The Monkeysphere is a great concept. The idea is, we can only relate to so many people as actual humans; everybody else is sort of abstract to us. The people we relate to are inside our monkeysphere, everyone else is outside. For most people, the upper limit for their monkeysphere is about 150 people.
I follow over 300 accounts on Twitter and have over 400 Facebook friends. I can’t keep up. My Twitter feed has something like 1,000 tweets every day.
Let’s not even talk about Tumblr. I can’t keep up with my Tumblr feed at all.
Part of the issue is that it’s winter, and in the winter I mostly want to hole up and read or knit and watch TV, and everything else feels like way too much work. But the rest of the issue is pretty much that the internet is full of tons of people I find interesting for various reasons, so I add them to my social media.
Fiddling around with Twitter lists and Facebook lists can help some — I can tag individuals on Facebook and get notified every time they post something, and that helps. I’ll hit the website, check my notifications, and take a look at the top maybe … ten entries in my main news feed.

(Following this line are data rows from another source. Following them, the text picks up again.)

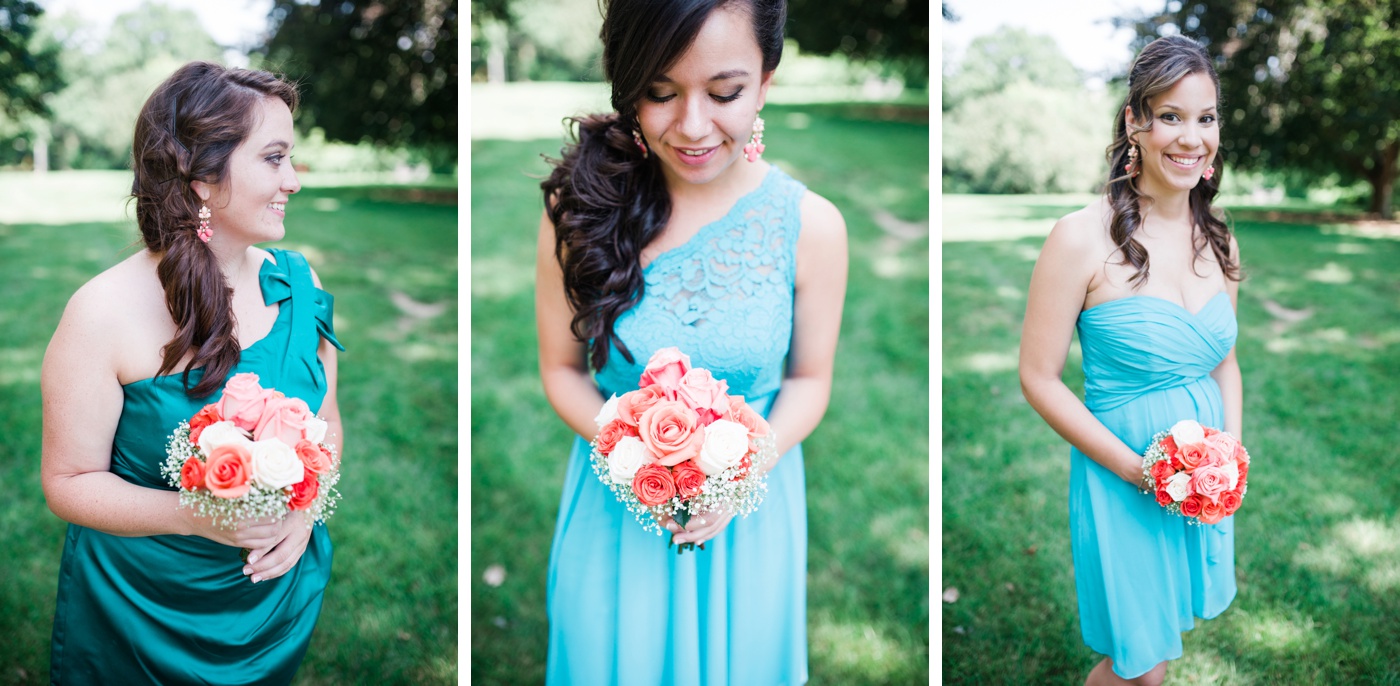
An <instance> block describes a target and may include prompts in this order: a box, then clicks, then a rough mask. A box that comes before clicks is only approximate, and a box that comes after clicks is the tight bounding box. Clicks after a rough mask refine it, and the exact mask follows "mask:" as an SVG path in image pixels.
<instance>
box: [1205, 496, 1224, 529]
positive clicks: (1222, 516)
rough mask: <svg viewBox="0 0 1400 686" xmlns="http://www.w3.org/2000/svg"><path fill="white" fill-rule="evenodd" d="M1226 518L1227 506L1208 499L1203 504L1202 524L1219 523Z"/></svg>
mask: <svg viewBox="0 0 1400 686" xmlns="http://www.w3.org/2000/svg"><path fill="white" fill-rule="evenodd" d="M1224 518H1225V507H1224V505H1221V504H1219V503H1211V501H1210V500H1207V501H1205V503H1203V504H1201V524H1219V521H1221V519H1224Z"/></svg>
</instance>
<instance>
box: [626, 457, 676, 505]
mask: <svg viewBox="0 0 1400 686" xmlns="http://www.w3.org/2000/svg"><path fill="white" fill-rule="evenodd" d="M631 491H633V493H636V494H637V500H638V501H641V504H643V505H647V507H655V505H659V504H662V503H665V501H668V500H671V498H672V497H675V496H676V483H675V480H672V477H671V470H669V469H666V468H664V466H661V465H655V463H652V465H647V466H644V468H641V469H638V470H637V476H634V477H633V479H631Z"/></svg>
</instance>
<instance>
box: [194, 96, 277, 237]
mask: <svg viewBox="0 0 1400 686" xmlns="http://www.w3.org/2000/svg"><path fill="white" fill-rule="evenodd" d="M258 108H259V111H258V113H256V115H253V116H255V119H253V129H252V132H251V133H249V134H248V137H246V139H245V140H244V141H242V144H239V146H238V148H237V150H234V153H232V155H231V157H230V158H228V169H227V174H225V175H224V181H223V183H218V185H217V186H209V188H210V197H209V199H207V200H206V202H207V204H209V209H210V210H211V211H213V217H211V218H210V227H211V228H213V230H214V239H218V237H220V235H223V237H224V238H228V239H237V241H246V242H249V244H259V242H267V241H280V239H281V238H283V235H284V234H286V228H284V227H283V217H286V214H287V199H288V197H290V196H291V195H293V193H295V192H297V190H300V189H301V182H298V181H297V172H295V171H294V169H293V168H291V147H293V144H294V143H293V134H294V130H293V126H291V109H290V108H287V104H286V102H283V101H281V99H277V98H262V99H260V101H259V105H258ZM196 190H197V188H196Z"/></svg>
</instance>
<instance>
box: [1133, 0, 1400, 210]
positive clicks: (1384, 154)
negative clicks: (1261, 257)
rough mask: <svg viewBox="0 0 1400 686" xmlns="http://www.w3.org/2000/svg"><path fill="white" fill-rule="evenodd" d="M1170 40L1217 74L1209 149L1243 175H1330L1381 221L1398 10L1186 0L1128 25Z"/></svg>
mask: <svg viewBox="0 0 1400 686" xmlns="http://www.w3.org/2000/svg"><path fill="white" fill-rule="evenodd" d="M1137 27H1138V32H1140V35H1141V38H1140V43H1141V45H1145V43H1147V42H1148V41H1151V39H1154V38H1156V36H1159V35H1169V34H1172V32H1182V34H1184V35H1189V36H1191V38H1196V39H1197V41H1200V42H1201V43H1204V45H1205V48H1207V50H1210V52H1211V55H1212V56H1214V57H1215V69H1217V71H1218V73H1219V77H1221V99H1222V102H1221V108H1222V112H1221V115H1222V125H1224V126H1222V127H1221V147H1222V150H1224V151H1225V160H1226V164H1231V165H1238V167H1240V168H1250V169H1294V171H1301V172H1310V174H1317V175H1326V174H1337V175H1340V176H1341V178H1343V179H1347V181H1359V179H1364V181H1366V182H1368V183H1371V186H1372V199H1371V211H1375V213H1380V214H1386V216H1389V214H1390V211H1392V195H1393V192H1394V178H1396V161H1397V157H1400V3H1394V1H1358V3H1350V1H1348V3H1320V1H1316V0H1271V1H1268V3H1259V4H1254V3H1239V1H1235V0H1197V1H1189V3H1180V6H1179V8H1177V10H1175V11H1170V7H1169V11H1166V13H1162V14H1159V15H1155V17H1149V18H1147V20H1142V21H1138V22H1137Z"/></svg>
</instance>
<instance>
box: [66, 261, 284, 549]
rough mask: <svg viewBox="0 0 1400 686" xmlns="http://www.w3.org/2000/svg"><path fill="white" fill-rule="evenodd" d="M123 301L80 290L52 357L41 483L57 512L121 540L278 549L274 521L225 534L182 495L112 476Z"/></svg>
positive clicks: (92, 286) (115, 424)
mask: <svg viewBox="0 0 1400 686" xmlns="http://www.w3.org/2000/svg"><path fill="white" fill-rule="evenodd" d="M113 293H115V294H113ZM120 300H122V295H120V293H119V290H118V288H102V287H97V286H94V284H91V283H90V284H88V286H84V287H83V288H80V290H78V293H77V294H74V295H73V298H71V300H70V301H69V305H67V308H66V309H64V312H63V318H62V319H60V321H59V328H57V330H56V332H55V333H53V339H52V340H50V342H49V347H48V350H46V351H45V356H43V370H42V375H41V389H42V395H43V448H42V465H41V480H42V484H43V496H45V498H46V500H48V504H49V510H50V511H53V514H55V515H57V517H59V518H62V519H64V521H69V522H73V524H77V525H81V526H87V528H91V529H97V531H102V532H106V533H112V535H116V536H155V535H168V533H176V535H197V536H204V538H207V539H211V540H216V542H218V543H224V545H230V546H239V547H252V549H255V547H263V546H270V545H273V543H274V542H276V540H277V538H276V536H277V526H276V525H274V524H272V522H256V524H253V525H251V526H246V528H241V529H238V531H232V532H227V531H221V529H218V528H216V526H213V522H211V521H210V519H207V518H200V517H196V515H195V511H193V510H190V508H183V507H179V494H178V493H175V491H167V490H160V489H147V487H143V486H137V484H133V483H129V482H126V480H125V479H122V477H119V476H116V475H113V473H112V472H111V462H112V438H113V437H115V435H116V424H118V421H119V420H120V417H122V399H123V393H122V385H120V384H119V382H118V377H116V371H115V370H116V364H115V363H116V358H118V356H119V350H120V343H119V342H120V336H119V333H118V332H120V330H122V326H123V323H125V322H123V321H122V319H123V312H126V311H127V309H126V308H123V307H122V305H123V304H122V302H120Z"/></svg>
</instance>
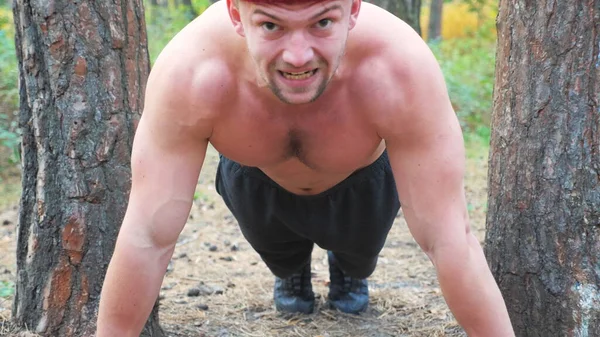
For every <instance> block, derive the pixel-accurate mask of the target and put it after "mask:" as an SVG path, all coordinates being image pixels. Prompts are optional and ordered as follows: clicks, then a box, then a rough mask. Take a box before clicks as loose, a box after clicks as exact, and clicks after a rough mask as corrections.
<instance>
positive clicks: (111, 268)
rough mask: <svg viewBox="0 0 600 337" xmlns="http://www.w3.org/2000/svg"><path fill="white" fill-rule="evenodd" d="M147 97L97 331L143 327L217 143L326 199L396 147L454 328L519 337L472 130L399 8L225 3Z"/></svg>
mask: <svg viewBox="0 0 600 337" xmlns="http://www.w3.org/2000/svg"><path fill="white" fill-rule="evenodd" d="M285 73H288V74H295V75H291V76H287V78H286V77H285V76H284V74H285ZM145 99H146V101H145V108H144V114H143V116H142V119H141V121H140V123H139V126H138V129H137V132H136V136H135V141H134V145H133V153H132V190H131V195H130V200H129V204H128V209H127V213H126V215H125V218H124V221H123V225H122V227H121V230H120V233H119V237H118V240H117V245H116V247H115V251H114V255H113V258H112V260H111V263H110V265H109V268H108V272H107V275H106V279H105V282H104V286H103V290H102V298H101V302H100V310H99V316H98V337H106V336H138V335H139V333H140V331H141V330H142V327H143V325H144V323H145V321H146V319H147V318H148V315H149V313H150V311H151V309H152V306H153V304H154V302H155V299H156V298H157V296H158V292H159V289H160V285H161V282H162V279H163V276H164V271H165V270H166V267H167V264H168V262H169V260H170V258H171V255H172V253H173V250H174V248H175V243H176V240H177V238H178V236H179V234H180V232H181V230H182V229H183V226H184V225H185V222H186V219H187V216H188V214H189V211H190V208H191V205H192V200H193V194H194V189H195V186H196V183H197V179H198V175H199V173H200V170H201V167H202V164H203V161H204V156H205V154H206V149H207V146H208V144H209V143H210V144H211V145H212V146H213V147H214V148H215V149H216V150H217V151H219V152H220V153H222V154H223V155H224V156H226V157H228V158H230V159H232V160H234V161H236V162H239V163H241V164H243V165H247V166H255V167H258V168H260V169H261V170H262V171H263V172H264V173H265V174H267V175H268V176H269V177H271V178H272V179H273V180H274V181H275V182H277V183H278V184H280V185H281V186H282V187H283V188H285V189H287V190H288V191H290V192H292V193H296V194H317V193H320V192H323V191H325V190H327V189H329V188H331V187H332V186H334V185H336V184H338V183H339V182H341V181H342V180H344V179H345V178H346V177H348V176H349V175H350V174H351V173H352V172H354V171H355V170H357V169H359V168H361V167H365V166H367V165H369V164H371V163H372V162H373V161H375V160H376V159H377V158H378V157H379V156H380V155H381V153H382V152H383V151H384V150H385V149H387V151H388V154H389V158H390V163H391V165H392V170H393V172H394V177H395V179H396V183H397V189H398V194H399V197H400V200H401V203H402V208H403V213H404V215H405V217H406V220H407V223H408V226H409V229H410V231H411V233H412V235H413V236H414V238H415V240H416V241H417V242H418V243H419V245H420V247H421V248H422V249H423V251H424V252H425V253H426V254H427V255H428V256H429V258H430V259H431V261H432V263H433V265H434V266H435V268H436V271H437V275H438V280H439V283H440V286H441V289H442V292H443V295H444V297H445V299H446V301H447V303H448V305H449V307H450V309H451V310H452V312H453V314H454V316H455V317H456V319H457V320H458V322H459V323H460V324H461V326H462V327H463V328H464V329H465V331H466V332H467V333H468V334H469V336H485V337H493V336H503V337H504V336H513V335H514V333H513V331H512V327H511V324H510V320H509V317H508V314H507V310H506V307H505V304H504V301H503V299H502V296H501V294H500V291H499V289H498V287H497V285H496V283H495V281H494V279H493V277H492V275H491V273H490V271H489V269H488V266H487V263H486V260H485V257H484V255H483V250H482V249H481V247H480V245H479V243H478V241H477V239H476V238H475V236H473V234H472V233H471V232H470V228H469V222H468V215H467V210H466V202H465V195H464V188H463V175H464V145H463V138H462V133H461V129H460V126H459V123H458V120H457V117H456V114H455V113H454V111H453V110H452V107H451V104H450V100H449V97H448V95H447V90H446V86H445V83H444V79H443V75H442V73H441V71H440V68H439V66H438V64H437V62H436V60H435V58H434V57H433V55H432V53H431V52H430V50H429V49H428V47H427V45H426V44H425V43H424V42H423V41H422V39H421V38H420V37H419V36H418V35H417V34H416V33H415V32H414V31H413V30H412V29H411V28H410V27H409V26H408V25H406V24H405V23H404V22H402V21H401V20H399V19H397V18H396V17H395V16H393V15H391V14H390V13H388V12H386V11H384V10H382V9H380V8H379V7H376V6H374V5H371V4H368V3H361V1H360V0H329V1H321V2H318V3H316V4H301V5H285V6H282V5H280V6H267V5H253V4H249V3H245V2H244V1H240V2H239V4H236V3H232V2H231V0H227V1H220V2H217V3H216V4H214V5H213V6H211V7H210V8H209V9H207V10H206V11H205V12H204V13H203V14H202V15H201V16H200V17H199V18H197V19H196V20H195V21H193V22H192V23H190V24H189V25H188V26H187V27H186V28H184V29H183V30H182V31H181V32H180V33H179V34H178V35H177V36H176V37H175V38H174V39H173V40H172V41H171V42H170V43H169V45H168V46H167V47H166V48H165V49H164V51H163V52H162V53H161V55H160V56H159V58H158V60H157V61H156V64H155V65H154V66H153V69H152V72H151V74H150V78H149V80H148V84H147V91H146V97H145Z"/></svg>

That makes Facebook way less crazy for me, and I don’t have to worry about missing something from the people I absolutely want to keep up with.
I tried doing that with Twitter, but the I Can’t Bear To Miss A Single Tweet folks is about three or four people, but the Cool Folks I want to Keep Up With Cos They Are Cool people… there’s like 200 of them. How do I pick and choose among that many interesting people???
I’m tempted to decree that I can only follow 150 people on each service, but I worry about weeding out people whose feelings might be hurt, or missing out on something awesome. (It doesn’t help that my “ooh, awesome” threshold is pretty low. One of my favorite things on Twitter right now is the conversations between @korybing and @sfemonster (they talk about all kinds of cool stuff, and are total geeky nerds like me! Eee! They’re so cool).)
I know people who have left Facebook entirely, or quit social media except for two or three feeds/folks/friends, and there’s a simplicity to that which is really appealing to me.
In the runup to my wedding, I stopped reading feminist blogs, because they just made me angry. There’s so much sexist bullshit around, you know? The fatosphere can be that way too.
But I’ve had people tell me that the stuff I post to Facebook has changed the way they think about things, made them more tolerant, helped them understand — and that means so much! I want to do that! But that material comes from my massive social media intake. Argh.
As with so much in life, it’s all about balance. I just need to figure out where the balance point is for me with this stuff.